The paper caught immediately, and flames roared to sudden life, blazing higher than she’d expected. Heat washed over her face, and she scrambled backward.

They were all gone now. All but one. She stood and turned, her heart jerking at the mess she’d made of the pristine room.

“What have I done?”

She surveyed the destruction with cold, sickening dread. Paper fragments covered the rug. Torn, colored photographs littered the floor like fallen leaves. The room was ransacked, violated, unmistakably destroyed by hands that had no right to touch any of it.

Her heart shuddered.

Panic clawed up her throat as the magnitude of her actions crashed over her. She had destroyed evidence. Invaded the privacy of someone who obviously valued it. Burned records that didn’t belong to her.

She was going to pay for this. It sank into her bones.

Maggie’s file.

Daisy rushed forward and snatched it from where she’d set it aside, her eyes darting around the suite for a hiding place. Somewhere safe. Somewhere, she could retrieve it later and return it to her friend. But where?

The empty drawers? The safe was locked. Every surface belonged to him, and nothing in this room would survive his discovery.

There was no safe place. Not here. Not anywhere on these grounds.

The only way to protect Maggie was to ensure no one ever saw what was inside her file.

Daisy opened the folder with shaking hands. The photograph on her ID showed a smiling woman with dark hair and bright eyes, someone who hadn’t yet learned what this night would cost.

Margaret O’Brien. 24 Ashford Lane, Dublin.

She repeated the name. The address. Echoed them again and again until they lodged in her mind like splinters. Then she fed the file into the flames.
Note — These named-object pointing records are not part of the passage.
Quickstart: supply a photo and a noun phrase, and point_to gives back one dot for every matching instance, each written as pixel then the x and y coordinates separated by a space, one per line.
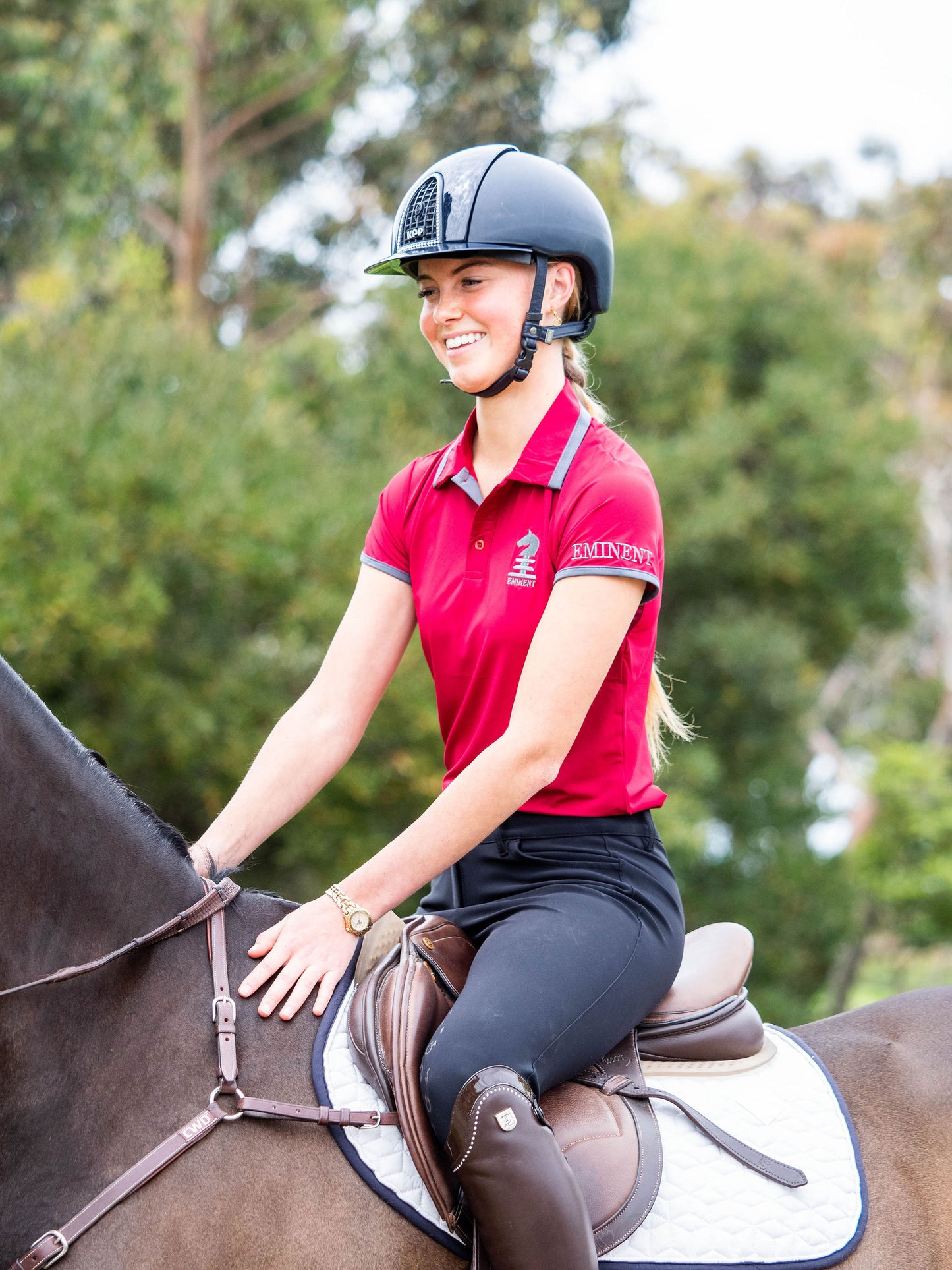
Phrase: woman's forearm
pixel 302 752
pixel 494 785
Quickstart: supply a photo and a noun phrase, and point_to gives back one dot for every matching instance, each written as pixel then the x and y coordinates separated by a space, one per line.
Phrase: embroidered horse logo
pixel 523 574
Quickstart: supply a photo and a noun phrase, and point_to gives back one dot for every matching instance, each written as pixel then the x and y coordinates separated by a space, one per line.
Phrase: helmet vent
pixel 422 220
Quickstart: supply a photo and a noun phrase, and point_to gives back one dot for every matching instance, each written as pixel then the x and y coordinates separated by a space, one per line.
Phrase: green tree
pixel 480 71
pixel 188 115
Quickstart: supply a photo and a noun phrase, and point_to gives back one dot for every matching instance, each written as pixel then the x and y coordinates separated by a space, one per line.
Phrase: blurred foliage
pixel 903 864
pixel 480 72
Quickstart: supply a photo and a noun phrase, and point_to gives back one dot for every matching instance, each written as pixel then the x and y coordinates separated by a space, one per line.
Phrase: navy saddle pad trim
pixel 386 1194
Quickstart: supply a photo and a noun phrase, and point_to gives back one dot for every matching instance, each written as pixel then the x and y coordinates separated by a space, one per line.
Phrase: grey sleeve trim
pixel 383 567
pixel 571 447
pixel 653 589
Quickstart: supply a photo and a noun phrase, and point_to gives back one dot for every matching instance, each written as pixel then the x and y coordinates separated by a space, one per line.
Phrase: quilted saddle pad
pixel 710 1211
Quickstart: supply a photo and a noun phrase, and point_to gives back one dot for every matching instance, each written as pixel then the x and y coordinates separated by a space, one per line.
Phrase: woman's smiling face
pixel 472 315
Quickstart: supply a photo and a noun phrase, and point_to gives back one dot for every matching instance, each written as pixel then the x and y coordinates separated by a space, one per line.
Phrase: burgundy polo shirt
pixel 579 501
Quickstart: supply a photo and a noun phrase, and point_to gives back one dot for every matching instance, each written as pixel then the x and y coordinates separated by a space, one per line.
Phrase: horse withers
pixel 94 1072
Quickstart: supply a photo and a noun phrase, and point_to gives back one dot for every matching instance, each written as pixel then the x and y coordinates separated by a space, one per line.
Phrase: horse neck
pixel 83 869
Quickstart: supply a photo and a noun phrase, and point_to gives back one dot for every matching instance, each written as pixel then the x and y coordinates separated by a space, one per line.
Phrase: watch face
pixel 360 921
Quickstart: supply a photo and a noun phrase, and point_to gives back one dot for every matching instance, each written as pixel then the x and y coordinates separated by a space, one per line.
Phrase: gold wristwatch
pixel 357 920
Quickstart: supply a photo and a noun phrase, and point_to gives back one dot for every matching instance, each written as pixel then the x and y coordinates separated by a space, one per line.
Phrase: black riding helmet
pixel 498 201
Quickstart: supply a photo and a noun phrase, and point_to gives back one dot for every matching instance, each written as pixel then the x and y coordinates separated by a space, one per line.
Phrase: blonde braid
pixel 660 715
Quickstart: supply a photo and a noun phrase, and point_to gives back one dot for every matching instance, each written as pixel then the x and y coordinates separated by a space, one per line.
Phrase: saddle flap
pixel 446 950
pixel 393 1016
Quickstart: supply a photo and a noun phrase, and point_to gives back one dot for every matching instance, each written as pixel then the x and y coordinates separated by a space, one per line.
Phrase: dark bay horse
pixel 97 1071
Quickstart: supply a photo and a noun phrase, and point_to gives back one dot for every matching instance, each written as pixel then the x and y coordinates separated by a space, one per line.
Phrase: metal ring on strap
pixel 237 1093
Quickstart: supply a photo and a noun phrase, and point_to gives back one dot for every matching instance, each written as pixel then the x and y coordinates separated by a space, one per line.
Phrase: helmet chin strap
pixel 534 332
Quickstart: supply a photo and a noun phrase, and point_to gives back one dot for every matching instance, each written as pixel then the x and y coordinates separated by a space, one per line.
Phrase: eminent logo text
pixel 608 552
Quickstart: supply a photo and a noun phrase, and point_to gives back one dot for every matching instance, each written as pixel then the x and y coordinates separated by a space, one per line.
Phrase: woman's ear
pixel 560 285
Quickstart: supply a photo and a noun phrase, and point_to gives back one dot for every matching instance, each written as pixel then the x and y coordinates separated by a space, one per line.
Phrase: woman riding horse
pixel 530 552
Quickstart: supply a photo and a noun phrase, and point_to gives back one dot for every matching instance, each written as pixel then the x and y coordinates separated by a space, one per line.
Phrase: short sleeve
pixel 615 529
pixel 385 545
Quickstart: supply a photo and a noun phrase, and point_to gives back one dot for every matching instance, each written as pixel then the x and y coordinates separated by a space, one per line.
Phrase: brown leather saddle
pixel 410 973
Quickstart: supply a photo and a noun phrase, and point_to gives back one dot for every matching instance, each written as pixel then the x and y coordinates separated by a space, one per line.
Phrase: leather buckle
pixel 223 1001
pixel 55 1235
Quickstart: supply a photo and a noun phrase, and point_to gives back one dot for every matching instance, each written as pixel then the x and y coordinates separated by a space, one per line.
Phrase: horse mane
pixel 165 831
pixel 38 714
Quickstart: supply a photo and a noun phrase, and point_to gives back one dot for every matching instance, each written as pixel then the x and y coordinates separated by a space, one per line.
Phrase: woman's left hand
pixel 305 948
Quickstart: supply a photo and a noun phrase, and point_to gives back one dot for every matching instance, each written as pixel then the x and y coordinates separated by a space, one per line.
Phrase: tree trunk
pixel 192 245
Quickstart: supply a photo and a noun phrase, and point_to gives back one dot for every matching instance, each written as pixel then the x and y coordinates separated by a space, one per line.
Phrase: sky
pixel 798 82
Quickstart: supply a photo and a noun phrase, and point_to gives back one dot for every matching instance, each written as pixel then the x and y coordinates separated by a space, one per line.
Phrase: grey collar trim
pixel 467 482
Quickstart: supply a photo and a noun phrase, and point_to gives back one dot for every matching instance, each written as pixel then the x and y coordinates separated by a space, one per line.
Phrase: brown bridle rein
pixel 211 909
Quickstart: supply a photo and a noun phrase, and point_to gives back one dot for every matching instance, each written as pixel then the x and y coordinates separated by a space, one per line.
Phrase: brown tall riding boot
pixel 527 1205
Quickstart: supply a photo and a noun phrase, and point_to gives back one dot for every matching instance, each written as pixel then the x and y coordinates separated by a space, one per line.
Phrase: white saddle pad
pixel 710 1211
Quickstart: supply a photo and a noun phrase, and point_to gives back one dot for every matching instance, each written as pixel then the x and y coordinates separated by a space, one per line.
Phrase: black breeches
pixel 580 931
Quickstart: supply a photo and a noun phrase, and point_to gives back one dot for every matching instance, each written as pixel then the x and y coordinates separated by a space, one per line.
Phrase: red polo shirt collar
pixel 545 459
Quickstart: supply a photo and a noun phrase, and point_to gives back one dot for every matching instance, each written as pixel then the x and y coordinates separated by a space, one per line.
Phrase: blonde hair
pixel 660 715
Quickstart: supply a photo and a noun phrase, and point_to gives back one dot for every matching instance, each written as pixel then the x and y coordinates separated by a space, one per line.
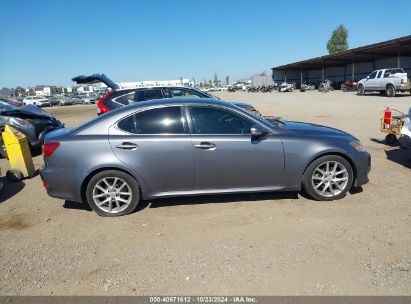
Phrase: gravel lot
pixel 257 244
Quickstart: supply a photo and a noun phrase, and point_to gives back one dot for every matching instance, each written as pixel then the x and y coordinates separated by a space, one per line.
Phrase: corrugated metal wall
pixel 362 69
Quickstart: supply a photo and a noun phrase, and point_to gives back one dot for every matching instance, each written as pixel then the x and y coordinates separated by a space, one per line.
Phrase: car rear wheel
pixel 390 92
pixel 328 178
pixel 112 193
pixel 360 90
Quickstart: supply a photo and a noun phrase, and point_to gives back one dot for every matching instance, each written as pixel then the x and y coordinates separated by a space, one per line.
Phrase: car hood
pixel 28 111
pixel 302 128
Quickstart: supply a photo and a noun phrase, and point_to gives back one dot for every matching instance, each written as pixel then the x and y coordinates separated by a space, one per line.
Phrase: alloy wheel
pixel 330 178
pixel 112 194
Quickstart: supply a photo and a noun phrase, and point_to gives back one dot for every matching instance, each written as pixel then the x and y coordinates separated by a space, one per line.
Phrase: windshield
pixel 4 106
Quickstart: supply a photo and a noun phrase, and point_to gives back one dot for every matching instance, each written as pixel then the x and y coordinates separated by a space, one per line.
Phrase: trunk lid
pixel 96 78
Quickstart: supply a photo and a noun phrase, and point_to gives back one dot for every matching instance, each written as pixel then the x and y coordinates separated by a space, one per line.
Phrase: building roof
pixel 370 52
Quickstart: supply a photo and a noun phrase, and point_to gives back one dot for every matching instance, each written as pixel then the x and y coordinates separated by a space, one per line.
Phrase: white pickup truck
pixel 386 81
pixel 405 136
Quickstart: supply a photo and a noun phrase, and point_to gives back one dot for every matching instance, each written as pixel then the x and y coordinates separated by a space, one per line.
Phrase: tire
pixel 129 187
pixel 390 139
pixel 323 187
pixel 390 92
pixel 360 90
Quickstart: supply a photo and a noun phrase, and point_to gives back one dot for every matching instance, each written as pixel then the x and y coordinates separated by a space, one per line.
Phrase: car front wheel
pixel 328 178
pixel 112 193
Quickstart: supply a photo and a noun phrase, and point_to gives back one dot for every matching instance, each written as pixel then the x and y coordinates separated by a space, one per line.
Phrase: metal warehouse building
pixel 351 64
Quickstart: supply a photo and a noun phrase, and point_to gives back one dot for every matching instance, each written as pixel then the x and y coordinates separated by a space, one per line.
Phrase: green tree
pixel 338 41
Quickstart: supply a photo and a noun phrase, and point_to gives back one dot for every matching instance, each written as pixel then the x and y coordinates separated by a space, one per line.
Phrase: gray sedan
pixel 173 147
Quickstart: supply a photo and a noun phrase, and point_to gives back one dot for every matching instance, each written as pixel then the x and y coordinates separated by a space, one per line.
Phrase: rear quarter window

The fire licked at the manila paper for a moment, then erupted with tall, greedy flames, climbing higher and consuming the evidence.

A valley of ashes gathered beneath the logs. Fragments of the files still remained, but most were now lost to the embers.

“What the…”

A small scrap of singed paper, curled in the back corner of the fireplace, handwritten and illuminated by the dancing flames. Custom stationery with the letterhead JT at the top. The names leapt off the page against the licking flames Peter Pangbourne, Tannhäuser, Hadrian Welles.

Not thinking, she reached into the fire and snatched the note. The hair on her arm scorched immediately as her sleeve caught fire.

“Stop!”

Daisy spun, swatting her arm, putting out the flames, staring into the eyes of Jack. The paper fell to the floor, burning into the carpet.